Al consiglio del 17 dicembre, quando l’elezione è saltata, era assente per motivi personali. Al suo posto il consigliere anziano facente funzione Francesco Serra che, in quell’occasione, insieme ai consiglieri Pd presenti (Frittelli, Quintarelli Mongiardo, Troili, Volpi e Cappetti), era in aula, ma non ha votato.
Per Bizzarri, si doveva procedere diversamente. “Serra – dice la consigliera – doveva far eleggere almeno i due revisori del collegio e poi, sul presidente, si sarebbe potuta fare una votazione diversa, motivando l’incompatibilità e nominando, al suo posto, uno tra i nomi sorteggiati dalla prefettura. Invece, tutti e tre sono risultati ineleggibili e il comune è fermo”.
Non basta. “La nomina del collegio dei revisori, secondo la prefettura, doveva avvenire entro il 31 dicembre – afferma Daniela Bizzarri -. La proroga del vecchio collegio, inoltre, scade il 3 gennaio. Senza questo organo, si impedisce l’esercizio di ogni attività amministrativa. La nomina di almeno due revisori, invece, avrebbe impedito la grave situazione di fermo amministrativo per cui, al momento, non si possono adottare atti di rilievo”.
Bizzarri ha voluto vederci chiaro, visto che, con Ciorba che ha comunicato di non potersene occupare, la “patata bollente” è passata in mano sua. “C’è chi ha ventilato l’ipotesi che dovessi procedere io alla nomina in qualità di vice presidente del consiglio. Non mi quadrava e così, a mie spese, sono andata da un avvocato che mi ha detto che non spetta a me. Non posso nominare la vecchia terna, perché bocciata dal consiglio e non posso nominarne una nuova, perché la legge assegna questo potere solo al consiglio, che, seguendo una procedura illegittima, non lo ha fatto creando grave danno all’ente. Declino pertanto ogni responsabilità. Si è agito nella fretta di voler bocciare la nomina di Ciorba e il consigliere anziano facente funzione Serra non ha ottemperato a quello che andava fatto, e cioè – ripete – nominare i due revisori dei conti senza incompatibilità e poi motivare l’incompatibilità del presidente. Se ci fosse stata. L’incompatibilità ci sarebbe stata se Marco Ciorba avesse fatto parte della giunta. Ma essendo membro del consiglio, non è così”.
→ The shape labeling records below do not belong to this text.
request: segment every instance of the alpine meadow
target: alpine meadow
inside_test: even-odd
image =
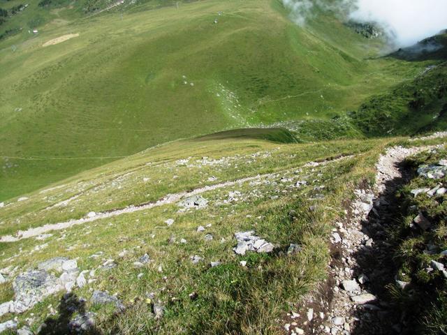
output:
[[[0,333],[447,333],[441,0],[29,1]]]

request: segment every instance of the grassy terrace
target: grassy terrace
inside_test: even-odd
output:
[[[0,209],[1,234],[261,177],[201,194],[209,202],[200,209],[179,211],[174,203],[49,232],[52,235],[44,240],[1,244],[0,267],[17,267],[20,272],[57,255],[76,258],[82,270],[96,269],[94,276],[86,275],[91,282],[74,293],[87,299],[87,310],[96,313],[96,327],[105,334],[279,333],[275,320],[298,308],[303,295],[325,276],[328,234],[344,215],[342,202],[360,184],[372,184],[379,154],[397,140],[403,140],[302,144],[224,139],[182,141],[143,151],[30,193],[28,200],[14,199]],[[311,161],[323,163],[307,164]],[[263,177],[266,173],[271,174]],[[208,181],[211,176],[217,180]],[[298,181],[307,184],[297,187]],[[78,197],[52,208],[73,195]],[[165,221],[170,218],[174,223],[168,226]],[[198,232],[199,225],[205,231]],[[250,230],[274,244],[275,251],[237,256],[233,234]],[[212,240],[205,238],[207,234]],[[302,251],[288,255],[291,243]],[[146,253],[151,262],[135,268],[133,262]],[[194,255],[203,259],[193,264]],[[101,269],[110,259],[117,267]],[[221,264],[211,267],[216,261]],[[112,307],[91,305],[93,290],[116,293],[126,311],[114,316]],[[10,299],[10,283],[2,284],[0,294],[1,302]],[[56,308],[59,298],[47,298],[20,320],[34,313],[37,327],[51,309],[37,312]],[[151,304],[159,301],[166,309],[157,320],[148,315]]]
[[[380,41],[330,13],[302,29],[277,0],[154,4],[82,16],[62,2],[64,24],[0,41],[1,200],[179,138],[330,124],[425,66],[371,58]],[[20,15],[55,10],[35,7]]]

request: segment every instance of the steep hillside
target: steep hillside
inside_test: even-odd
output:
[[[93,16],[60,3],[63,24],[0,41],[0,199],[229,128],[304,120],[361,137],[333,118],[425,67],[371,58],[380,41],[331,13],[300,27],[277,0],[124,3]],[[54,13],[33,6],[20,15]]]
[[[1,327],[279,334],[322,287],[328,306],[338,289],[328,264],[345,260],[337,244],[349,236],[334,223],[352,219],[358,194],[359,208],[372,207],[379,154],[446,138],[286,138],[258,129],[179,141],[1,203]],[[330,325],[317,305],[300,327]]]

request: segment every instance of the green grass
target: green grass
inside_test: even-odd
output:
[[[440,253],[447,249],[447,207],[446,195],[429,198],[422,194],[415,198],[411,191],[432,188],[439,184],[445,186],[447,178],[429,179],[418,176],[416,170],[423,164],[436,164],[446,157],[447,151],[444,149],[407,160],[413,178],[398,193],[402,204],[402,212],[395,218],[397,224],[388,232],[393,244],[397,279],[409,283],[403,290],[394,286],[390,288],[394,297],[393,303],[402,313],[411,313],[411,327],[418,334],[443,334],[447,329],[446,278],[441,271],[426,270],[431,260],[445,262],[445,256]],[[430,221],[430,229],[423,231],[410,228],[419,212]],[[430,245],[435,248],[431,255],[425,251]]]
[[[64,24],[0,41],[0,199],[179,138],[296,120],[330,133],[332,118],[423,66],[372,58],[380,42],[330,13],[299,27],[276,0],[161,4],[76,7]],[[53,10],[22,14],[38,10]],[[42,47],[67,34],[80,36]]]
[[[31,193],[27,200],[7,202],[1,209],[0,234],[82,217],[90,211],[153,201],[217,182],[274,174],[258,183],[208,191],[203,195],[210,200],[203,209],[179,213],[176,204],[169,204],[52,232],[44,241],[28,239],[2,244],[0,267],[17,266],[21,271],[55,254],[77,258],[82,269],[95,269],[108,258],[116,260],[116,268],[97,269],[96,281],[74,291],[87,299],[87,310],[96,313],[97,327],[103,334],[282,334],[277,320],[291,308],[298,308],[304,295],[325,276],[328,235],[332,223],[345,215],[339,209],[342,202],[352,197],[359,183],[373,182],[374,163],[388,143],[374,140],[287,144],[229,137],[177,142],[147,150]],[[347,158],[305,166],[340,154]],[[187,162],[179,161],[185,158]],[[207,180],[212,175],[217,181]],[[308,184],[295,188],[298,180]],[[321,185],[325,188],[315,188]],[[229,192],[236,191],[243,200],[226,202]],[[66,206],[52,208],[73,194],[78,198]],[[324,198],[312,200],[318,194]],[[316,210],[309,210],[311,205],[316,205]],[[175,219],[169,228],[164,223],[168,218]],[[212,226],[205,233],[213,235],[211,241],[196,232],[198,225],[208,223]],[[234,232],[251,229],[275,244],[276,251],[236,256],[232,251]],[[180,244],[182,238],[187,244]],[[291,243],[300,244],[302,251],[288,255]],[[43,244],[47,244],[43,248],[36,249]],[[124,250],[128,253],[120,256]],[[89,257],[100,251],[104,253],[100,258]],[[142,269],[134,268],[133,262],[145,253],[152,262]],[[27,258],[21,257],[24,254]],[[193,255],[204,260],[193,265],[189,258]],[[216,260],[221,265],[210,268],[210,262]],[[240,260],[246,260],[247,267],[241,267]],[[140,273],[143,276],[138,279]],[[110,306],[92,306],[88,302],[90,288],[118,293],[126,311],[114,315]],[[193,301],[189,296],[193,292],[198,294]],[[150,317],[151,303],[146,301],[149,292],[166,307],[159,320]],[[10,299],[10,290],[0,294],[2,302]],[[59,298],[46,299],[19,315],[20,322],[34,313],[36,329],[50,316],[47,306],[56,308]],[[4,315],[0,321],[8,318]]]

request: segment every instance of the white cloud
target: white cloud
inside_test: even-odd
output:
[[[304,24],[314,6],[340,12],[351,6],[349,16],[360,22],[374,22],[397,46],[409,46],[447,29],[447,0],[283,0],[292,18]],[[330,3],[328,5],[328,3]]]
[[[447,0],[357,0],[351,18],[378,22],[398,46],[447,29]]]

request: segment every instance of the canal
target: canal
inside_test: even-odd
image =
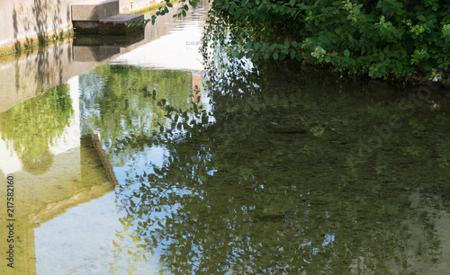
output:
[[[450,92],[206,64],[206,19],[2,61],[2,274],[446,274]]]

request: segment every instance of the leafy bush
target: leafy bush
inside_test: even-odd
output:
[[[175,16],[198,0],[182,2]],[[446,0],[214,0],[212,22],[230,31],[236,57],[296,58],[374,78],[439,78],[450,65],[449,10]]]

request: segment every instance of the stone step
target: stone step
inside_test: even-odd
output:
[[[119,14],[119,0],[90,0],[72,4],[72,21],[95,21]]]
[[[128,27],[130,22],[138,22],[144,20],[144,14],[115,14],[108,18],[93,21],[74,21],[72,22],[75,32],[82,34],[107,34],[107,35],[125,35],[144,29],[138,26]]]

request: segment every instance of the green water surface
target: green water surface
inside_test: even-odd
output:
[[[189,72],[102,70],[80,76],[81,112],[121,184],[117,256],[157,252],[174,274],[450,270],[446,91],[230,59],[193,103]]]

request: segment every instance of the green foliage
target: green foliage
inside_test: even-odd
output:
[[[182,3],[186,10],[196,4]],[[238,58],[292,58],[400,79],[448,73],[449,10],[445,0],[214,0],[211,22],[213,35],[229,31],[230,53]]]

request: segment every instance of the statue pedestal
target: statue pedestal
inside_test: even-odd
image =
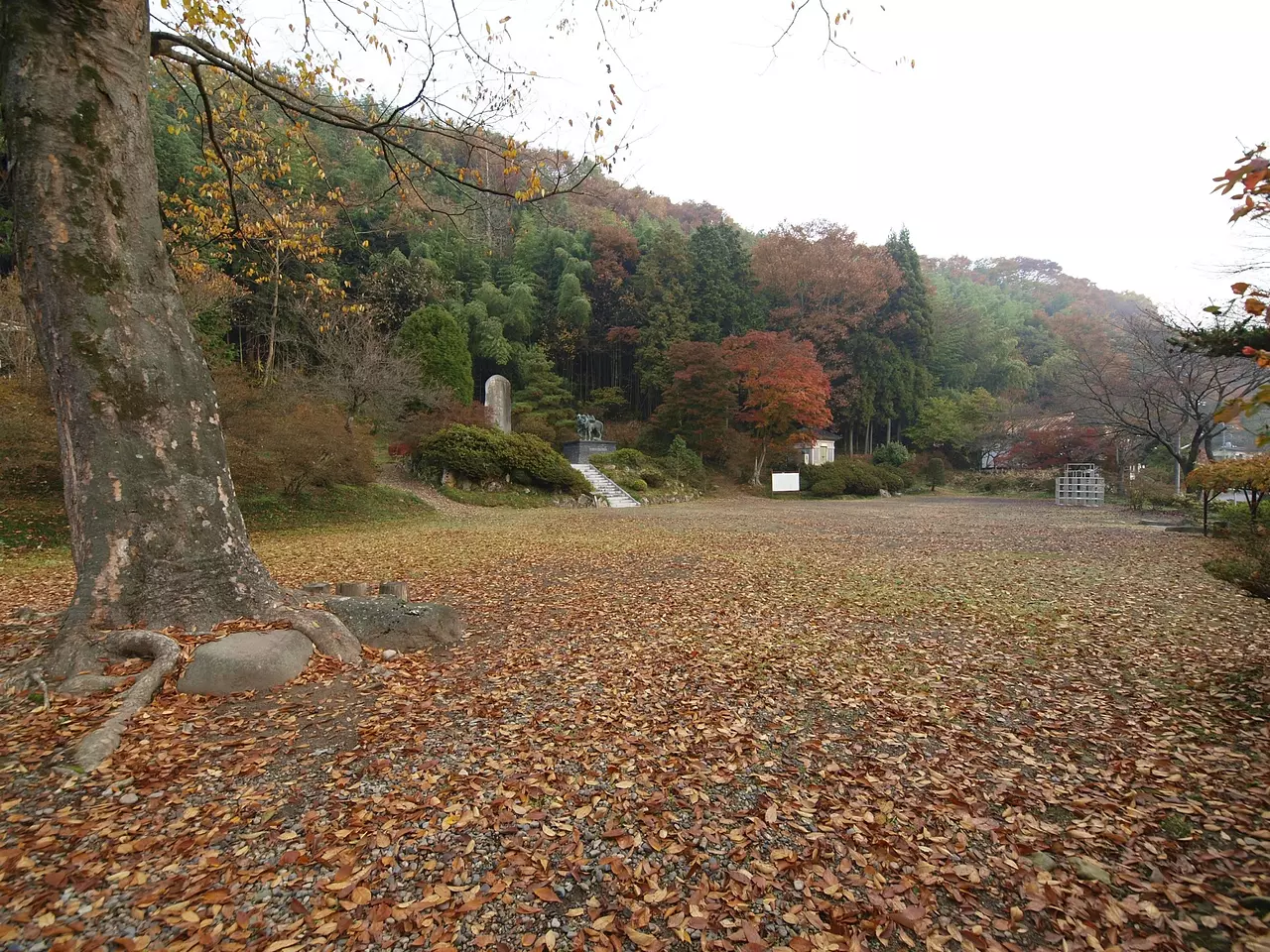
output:
[[[593,456],[599,453],[612,453],[616,449],[617,444],[611,439],[575,439],[561,447],[564,458],[570,463],[584,463]]]

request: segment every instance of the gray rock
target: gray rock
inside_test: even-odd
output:
[[[236,631],[194,650],[177,691],[185,694],[236,694],[286,684],[314,651],[298,631]]]
[[[458,613],[448,605],[403,603],[395,598],[331,598],[326,611],[370,647],[408,654],[457,645],[464,635]]]
[[[1105,886],[1111,885],[1111,873],[1109,873],[1101,866],[1095,863],[1092,859],[1088,859],[1087,857],[1083,856],[1073,856],[1071,859],[1068,859],[1068,863],[1071,864],[1072,869],[1080,878],[1097,880]]]
[[[1029,859],[1031,859],[1033,866],[1044,872],[1054,872],[1058,868],[1058,861],[1049,853],[1033,853]]]
[[[1240,896],[1240,905],[1257,915],[1270,913],[1270,896]]]

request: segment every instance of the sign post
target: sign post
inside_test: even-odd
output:
[[[772,493],[798,493],[798,473],[796,472],[773,472],[772,473]]]

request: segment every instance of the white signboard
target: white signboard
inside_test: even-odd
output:
[[[773,472],[772,473],[772,493],[798,493],[798,473],[796,472]]]

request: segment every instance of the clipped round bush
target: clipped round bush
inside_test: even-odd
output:
[[[812,495],[824,499],[842,495],[842,480],[831,476],[822,477],[812,484]]]
[[[640,470],[639,477],[644,480],[644,482],[646,482],[653,489],[657,489],[658,486],[665,482],[664,473],[660,470],[652,466],[646,466],[643,470]]]
[[[881,479],[871,466],[853,466],[846,472],[846,491],[852,496],[876,496]]]
[[[875,466],[903,466],[911,453],[903,443],[883,443],[874,449]]]
[[[881,480],[881,487],[888,493],[903,493],[909,486],[903,470],[894,466],[875,466],[874,473]]]
[[[551,490],[585,493],[589,489],[582,473],[531,433],[447,426],[424,439],[415,457],[420,471],[448,470],[480,482],[513,473],[518,482],[528,479]]]

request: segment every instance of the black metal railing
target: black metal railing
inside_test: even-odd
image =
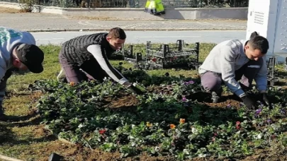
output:
[[[35,4],[66,8],[144,8],[147,0],[25,0]],[[162,0],[164,8],[247,7],[249,0]],[[18,3],[19,0],[0,0]]]

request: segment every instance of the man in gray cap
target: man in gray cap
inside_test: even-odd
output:
[[[266,95],[267,66],[264,56],[269,47],[265,37],[252,35],[247,40],[223,42],[210,51],[198,69],[201,84],[206,90],[212,93],[214,103],[220,98],[223,83],[248,108],[254,109],[255,100],[246,93],[254,80],[262,101],[270,105]]]
[[[43,52],[35,45],[33,36],[28,32],[0,26],[0,121],[13,121],[15,117],[4,114],[2,103],[7,79],[15,68],[34,73],[43,71]]]

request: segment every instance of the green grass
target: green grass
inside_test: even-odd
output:
[[[200,60],[203,61],[214,44],[201,44]],[[126,47],[128,47],[126,45]],[[159,46],[154,45],[154,47]],[[35,109],[39,94],[30,93],[27,88],[29,84],[40,79],[55,79],[60,70],[58,60],[60,46],[40,46],[45,56],[44,60],[44,71],[40,74],[30,72],[21,72],[13,74],[8,80],[7,92],[9,97],[4,102],[5,114],[7,115],[26,116]],[[134,52],[144,52],[145,44],[134,46]],[[112,64],[118,64],[119,61],[111,61]],[[132,67],[128,63],[124,63],[124,67]],[[150,74],[164,74],[169,72],[171,76],[184,75],[185,76],[196,76],[196,71],[173,71],[157,70],[149,71]],[[49,131],[43,129],[38,116],[29,120],[17,123],[0,123],[0,154],[12,157],[27,160],[47,160],[52,150],[47,150],[47,147],[56,147],[55,152],[67,154],[67,150],[62,148],[62,143],[51,136]],[[67,145],[65,145],[67,146]],[[81,154],[83,155],[83,154]]]

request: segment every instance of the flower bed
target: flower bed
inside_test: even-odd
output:
[[[123,157],[145,152],[179,160],[240,159],[259,149],[285,150],[287,97],[283,90],[269,91],[276,95],[272,109],[260,102],[256,110],[232,103],[217,108],[201,102],[206,99],[203,95],[196,97],[203,93],[197,80],[122,72],[147,93],[135,96],[110,80],[37,81],[30,88],[45,93],[38,105],[43,123],[73,143],[118,150]]]

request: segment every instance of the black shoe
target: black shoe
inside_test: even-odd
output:
[[[216,94],[215,92],[212,92],[211,93],[211,100],[213,103],[218,103],[220,102],[220,97]]]

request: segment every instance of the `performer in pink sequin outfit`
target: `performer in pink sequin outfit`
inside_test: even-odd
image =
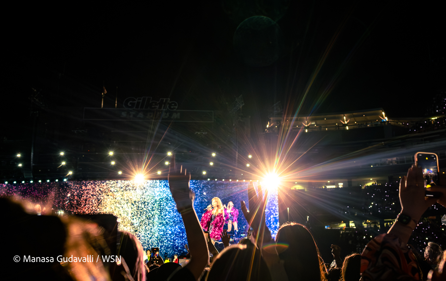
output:
[[[213,242],[220,240],[224,224],[224,211],[222,201],[218,197],[212,198],[211,205],[201,216],[201,227],[204,231],[209,232],[209,237]]]
[[[227,208],[226,205],[223,205],[224,208],[224,219],[227,221],[227,232],[230,232],[234,225],[234,230],[238,231],[237,223],[238,221],[237,218],[239,217],[239,210],[234,208],[234,203],[230,201],[227,203]]]

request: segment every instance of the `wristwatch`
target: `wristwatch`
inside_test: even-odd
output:
[[[395,220],[409,227],[413,230],[415,229],[418,224],[417,222],[415,220],[413,220],[411,217],[407,215],[401,214],[401,213],[398,214],[396,219]]]

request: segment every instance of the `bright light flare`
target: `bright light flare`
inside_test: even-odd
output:
[[[144,175],[142,174],[138,174],[135,176],[135,182],[142,183],[144,181]]]
[[[280,184],[280,178],[275,173],[268,174],[263,178],[262,187],[266,187],[268,190],[275,189]]]

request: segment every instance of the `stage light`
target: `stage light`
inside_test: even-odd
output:
[[[144,180],[144,176],[141,174],[138,174],[135,176],[135,182],[142,183]]]
[[[273,189],[277,188],[279,186],[280,179],[277,174],[270,173],[264,178],[262,181],[262,185],[264,185],[268,189]]]

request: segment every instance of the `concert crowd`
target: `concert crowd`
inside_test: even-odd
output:
[[[118,232],[111,236],[109,230],[94,220],[45,216],[40,206],[31,214],[20,203],[4,197],[0,198],[6,226],[2,241],[13,245],[4,246],[5,280],[446,280],[446,251],[432,241],[444,239],[444,230],[438,224],[421,220],[433,204],[446,207],[446,187],[430,187],[440,197],[425,197],[420,168],[413,167],[401,179],[401,209],[392,204],[396,194],[378,190],[378,185],[369,187],[369,193],[374,194],[371,196],[380,192],[380,201],[389,201],[382,205],[380,202],[377,211],[391,208],[397,214],[396,220],[386,223],[379,232],[358,229],[343,232],[341,240],[356,246],[355,251],[343,258],[342,247],[332,244],[333,260],[324,261],[311,230],[303,224],[287,222],[273,239],[265,222],[268,191],[263,196],[261,187],[256,191],[250,186],[248,202],[240,202],[240,212],[232,202],[226,206],[215,197],[198,217],[194,208],[194,194],[189,187],[190,175],[175,166],[174,155],[170,165],[169,188],[184,224],[186,255],[163,257],[162,249],[143,249],[130,232]],[[239,230],[237,220],[242,217],[249,224],[248,235],[235,240],[231,236]],[[23,257],[24,252],[40,262],[17,262],[16,257]],[[13,262],[10,261],[13,257]],[[42,262],[56,257],[57,260]]]

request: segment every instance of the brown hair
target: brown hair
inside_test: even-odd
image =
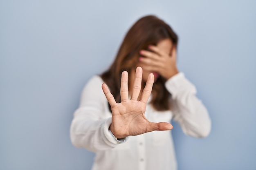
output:
[[[146,49],[150,44],[156,45],[160,40],[169,38],[177,46],[178,37],[171,27],[154,15],[139,19],[130,29],[109,69],[101,77],[108,86],[117,102],[120,95],[121,74],[124,71],[130,73],[135,68],[139,57],[139,51]],[[154,83],[150,103],[157,110],[170,109],[171,94],[165,88],[166,79],[160,76]],[[145,84],[145,82],[143,83]],[[111,110],[111,108],[110,107]]]

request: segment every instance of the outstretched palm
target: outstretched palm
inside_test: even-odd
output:
[[[103,91],[111,106],[112,122],[110,130],[117,138],[123,138],[128,136],[135,136],[153,130],[172,129],[173,126],[166,122],[153,123],[148,120],[144,116],[148,98],[151,94],[154,75],[150,73],[143,90],[140,99],[138,101],[141,84],[142,69],[136,69],[135,78],[130,99],[129,99],[128,73],[122,73],[120,95],[121,102],[117,103],[107,85],[102,84]]]

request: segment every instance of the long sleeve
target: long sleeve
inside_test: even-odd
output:
[[[180,73],[168,79],[166,87],[172,94],[173,119],[183,132],[195,137],[209,135],[211,121],[208,111],[196,96],[195,86]]]
[[[85,86],[70,129],[72,144],[92,152],[109,149],[120,144],[108,130],[111,115],[101,89],[103,83],[100,77],[95,76]]]

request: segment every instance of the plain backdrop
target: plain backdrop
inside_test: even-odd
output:
[[[90,169],[94,154],[69,137],[81,91],[153,14],[178,35],[178,68],[212,121],[203,139],[173,122],[179,170],[256,170],[256,9],[253,0],[0,0],[0,169]]]

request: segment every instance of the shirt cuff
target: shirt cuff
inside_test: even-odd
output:
[[[175,99],[179,94],[196,93],[195,87],[185,77],[184,73],[180,72],[168,79],[165,83],[165,87]]]
[[[107,119],[104,126],[102,126],[102,132],[103,133],[103,140],[109,145],[112,147],[115,146],[117,144],[123,143],[127,141],[128,137],[121,139],[117,139],[109,130],[109,127],[112,123],[112,118],[110,117]]]

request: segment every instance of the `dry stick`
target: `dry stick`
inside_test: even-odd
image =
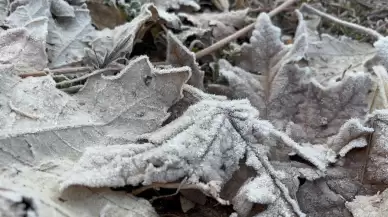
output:
[[[355,24],[355,23],[350,23],[350,22],[341,20],[341,19],[339,19],[339,18],[337,18],[337,17],[334,17],[334,16],[332,16],[332,15],[330,15],[330,14],[327,14],[327,13],[325,13],[325,12],[322,12],[322,11],[320,11],[320,10],[317,10],[317,9],[311,7],[310,5],[306,4],[306,3],[303,3],[303,4],[302,4],[302,7],[300,8],[300,10],[301,10],[301,11],[302,11],[302,10],[306,10],[306,11],[308,11],[308,12],[310,12],[310,13],[319,15],[319,16],[321,16],[321,17],[323,17],[323,18],[326,18],[326,19],[328,19],[328,20],[330,20],[330,21],[336,22],[336,23],[338,23],[338,24],[340,24],[340,25],[343,25],[343,26],[345,26],[345,27],[352,28],[352,29],[354,29],[355,31],[358,31],[358,32],[361,32],[361,33],[366,33],[366,34],[368,34],[368,35],[371,35],[371,36],[373,36],[373,37],[375,37],[375,38],[377,38],[377,39],[383,38],[383,37],[384,37],[383,35],[381,35],[380,33],[378,33],[377,31],[375,31],[375,30],[373,30],[373,29],[370,29],[370,28],[367,28],[367,27],[363,27],[363,26],[360,26],[360,25]]]
[[[122,68],[104,68],[104,69],[99,69],[99,70],[96,70],[90,74],[86,74],[86,75],[83,75],[83,76],[80,76],[78,78],[75,78],[75,79],[71,79],[71,80],[67,80],[67,81],[62,81],[62,82],[59,82],[57,83],[56,87],[60,87],[60,86],[63,86],[63,85],[67,85],[67,84],[72,84],[74,82],[79,82],[79,81],[82,81],[82,80],[85,80],[91,76],[94,76],[94,75],[98,75],[98,74],[101,74],[101,73],[104,73],[104,72],[107,72],[107,71],[117,71],[117,70],[121,70]]]
[[[21,78],[26,78],[29,76],[33,76],[33,77],[45,76],[48,73],[60,75],[60,74],[72,74],[72,73],[79,73],[79,72],[88,72],[88,71],[92,71],[92,70],[93,69],[91,67],[70,67],[70,68],[48,69],[48,70],[43,70],[43,71],[25,73],[25,74],[20,74],[19,76]]]
[[[283,11],[284,9],[286,9],[291,4],[293,4],[293,3],[297,2],[297,1],[298,0],[287,0],[283,4],[279,5],[278,7],[273,9],[271,12],[269,12],[268,15],[270,17],[273,17],[273,16],[277,15],[278,13],[280,13],[281,11]],[[231,42],[233,40],[236,40],[236,39],[246,35],[254,27],[255,27],[255,23],[249,24],[248,26],[238,30],[234,34],[229,35],[228,37],[223,38],[222,40],[212,44],[211,46],[209,46],[209,47],[207,47],[207,48],[205,48],[203,50],[198,51],[197,53],[195,53],[195,57],[197,59],[199,59],[199,58],[202,58],[202,57],[204,57],[204,56],[206,56],[206,55],[208,55],[210,53],[213,53],[214,51],[216,51],[216,50],[224,47],[225,45],[227,45],[229,42]]]

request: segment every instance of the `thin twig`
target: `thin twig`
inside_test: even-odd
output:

Ma di grave c’è di più, secondo la consigliera. “Da domani – continua Bizzarri – chiunque si può rivolgere alla procura della repubblica per denunciare, penalmente o civilmente, chi ha provocato questo stallo. I consiglieri che hanno votato, quelli che hanno mantenuto il numero legale e il presidente facente funzione rischiano, dunque, azioni di questo tipo”.
Come se ne esce? “Chi presiedeva il consiglio può richiedere la revoca della delibera, esercitando il potere di autotutela e procedendo a una nuova nomina”, sostiene Daniela Bizzarri.